"Eli böğründe" ifadesi mimari bağlamda "payanda"ya karşılık gelir. bu terim, geleneksel mimaride, özellikle türk mimarisinde, yapısal destek elemanı olarak kullanılan payandayı tanımlamak için kullanılır. payanda, bir duvarın veya yapı elemanının dışa doğru devrilmesini önlemek amacıyla kullanılan eğik destek elemanıdır. bu, "eli böğründe" ifadesiyle özdeşleşmiştir, çünkü payandanın şekli, kişinin elinin böğrüne yaslanmış haliyle benzerlik gösterir.

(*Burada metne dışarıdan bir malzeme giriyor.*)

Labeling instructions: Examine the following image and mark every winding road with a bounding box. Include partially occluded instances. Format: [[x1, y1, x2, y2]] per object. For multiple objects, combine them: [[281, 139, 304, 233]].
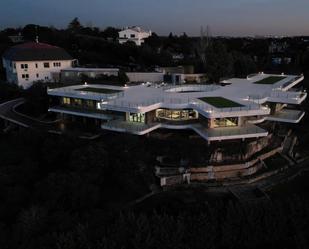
[[0, 98, 59, 131]]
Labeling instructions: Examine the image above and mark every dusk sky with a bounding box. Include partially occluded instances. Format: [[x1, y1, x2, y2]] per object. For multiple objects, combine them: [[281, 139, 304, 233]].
[[0, 0, 309, 36]]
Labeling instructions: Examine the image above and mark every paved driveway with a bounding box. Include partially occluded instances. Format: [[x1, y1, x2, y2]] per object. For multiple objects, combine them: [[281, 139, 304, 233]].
[[0, 98, 58, 131]]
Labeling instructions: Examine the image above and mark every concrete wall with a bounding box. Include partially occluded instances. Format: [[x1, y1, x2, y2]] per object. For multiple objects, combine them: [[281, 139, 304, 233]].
[[156, 147, 282, 186], [4, 60, 73, 88]]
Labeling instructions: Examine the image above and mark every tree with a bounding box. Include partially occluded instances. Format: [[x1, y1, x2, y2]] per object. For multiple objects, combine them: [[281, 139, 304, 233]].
[[206, 41, 233, 82]]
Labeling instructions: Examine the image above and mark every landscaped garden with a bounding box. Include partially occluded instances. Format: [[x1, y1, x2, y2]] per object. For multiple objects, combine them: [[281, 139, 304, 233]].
[[254, 76, 286, 85], [199, 97, 243, 108]]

geleneksel mimaride, "eli böğründe" veya payanda, sadece yapısal bir eleman olmanın ötesinde, estetik ve kültürel anlamlar da taşır. osmanlı ve selçuklu dönemlerinden kalma birçok yapı, özellikle ahşap evler ve camiler, dış cephelerinde bu destek elemanlarını kullanmıştır. payandalar, aynı zamanda yapıların özgün kimliklerini belirleyen unsurlardan biridir. mesela, safranbolu evlerinde ya da i̇stanbul'daki eski ahşap konaklarda sıkça rastlanan bu mimari detay, sadece teknik bir gereklilik değil, aynı zamanda bir süsleme ögesidir.
payandanın kullanımı, yapının zeminle olan ilişkisini güçlendirir ve yapıyı çevresel etkenlere karşı korur. örneğin, deprem gibi yer hareketlerine karşı bu elemanlar oldukça etkilidir. yalnızca duvarları desteklemekle kalmaz, aynı zamanda binanın genel stabilitesine katkıda bulunur. bu anlamda, "eli böğründe" ifadesi, hem yapının kendini koruma refleksini hem de mimarın tasarımındaki inceliği sembolize eder.
kendi mimari tecrübemden de örnek verecek olursam, (bkz:restorasyon) projelerinde payandaların orijinal haline sadık kalarak yeniden yapıya kazandırılması oldukça önemlidir. bu, yapının tarihi ve kültürel kimliğini korumak açısından hayati bir rol oynar. payandalar, sadece estetik bir unsur değil, aynı zamanda yapının ruhunu yansıtan bir detaydır. bir binanın köşe noktalarındaki bu detaylar, onu sıradanlıktan kurtarır ve ona bir karakter kazandırır.
günümüzde modern mimaride bu tür detaylara daha az rastlasak da, eski yapıların restorasyonunda bu tür geleneksel unsurların korunması, kültürel mirasın yaşatılması adına büyük bir önem taşır. özellikle çağdaş mimaride bu tarz unsurların yeni malzemeler ve tekniklerle yeniden yorumlanması, geçmişle günümüz arasında bir köprü kurar.